It also doesn't help that we live in a microwave society that wants to have an answer for everything right now. This is partly stemming from our test-taking methods and education culture - an honest "I don't know" is not acceptable in our education climate. You are expected to know or to give it your best BS and pray it's acceptable. This has a very negative impact on our scientific research fields, as scientists and society demand that we know or give it our best BS attempt, rather than leaving it on the shelf to muse over.

In either case - your scenario is rather simplistic... averaging out genetic sequences in that way is probably not the best way to go about it. Most sources of mutation that I am aware of stem from viral vectors and reproduction - both in meiosis and the merger of the sperm and the egg (only applicable to sexually reproductive organisms, I know). In both cases - codons are, as if by design, swapped around by the forces around in what would seem to be an attempt to introduce mutations into the next generation.

Other causes for genetic code being introduced involve telomerasse - a process where additional "junk" DNA is added between the DNA instructions (usually a specific repeating pattern - but it may be possible that this process could 'run away' and insert unintentional codons).

You also have issues such as Down's syndrome, where entire chromosomes are added or missing.
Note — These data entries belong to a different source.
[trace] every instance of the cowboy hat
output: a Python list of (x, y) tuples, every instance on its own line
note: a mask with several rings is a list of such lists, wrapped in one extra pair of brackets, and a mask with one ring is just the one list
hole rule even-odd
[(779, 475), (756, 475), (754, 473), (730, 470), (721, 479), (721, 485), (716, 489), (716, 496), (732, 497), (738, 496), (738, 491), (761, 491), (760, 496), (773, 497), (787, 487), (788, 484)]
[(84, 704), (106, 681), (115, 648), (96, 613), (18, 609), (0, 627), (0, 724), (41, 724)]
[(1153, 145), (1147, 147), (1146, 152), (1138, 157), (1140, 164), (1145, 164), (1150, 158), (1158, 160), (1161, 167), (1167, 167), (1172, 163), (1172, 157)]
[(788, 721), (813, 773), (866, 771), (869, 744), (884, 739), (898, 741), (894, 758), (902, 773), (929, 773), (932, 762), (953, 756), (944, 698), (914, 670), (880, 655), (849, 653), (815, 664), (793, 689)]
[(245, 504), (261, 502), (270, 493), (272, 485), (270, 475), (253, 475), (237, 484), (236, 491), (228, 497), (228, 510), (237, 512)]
While most of these are detrimental - it could be possible for there to have already been (or that there will be, one day) born with a functional number of fewer or greater chromosomes (IE - 48 or 44).

I'm by no means an expert - but it would seem, to me, that we simply don't know enough about the mechanics of DNA mutations and how they impact populations to really have much to say on the issue.

I am not exactly of the opinion that our development was purely random. However - I think we are reaching a point where our own development is at "over-unity" - we will soon possess the ability to genetically modify our own species, and therefor open up an entirely new chapter. While knowing where we have been is pretty important... driving the car and staring at the rear-view mirror tends to result in rather bad things.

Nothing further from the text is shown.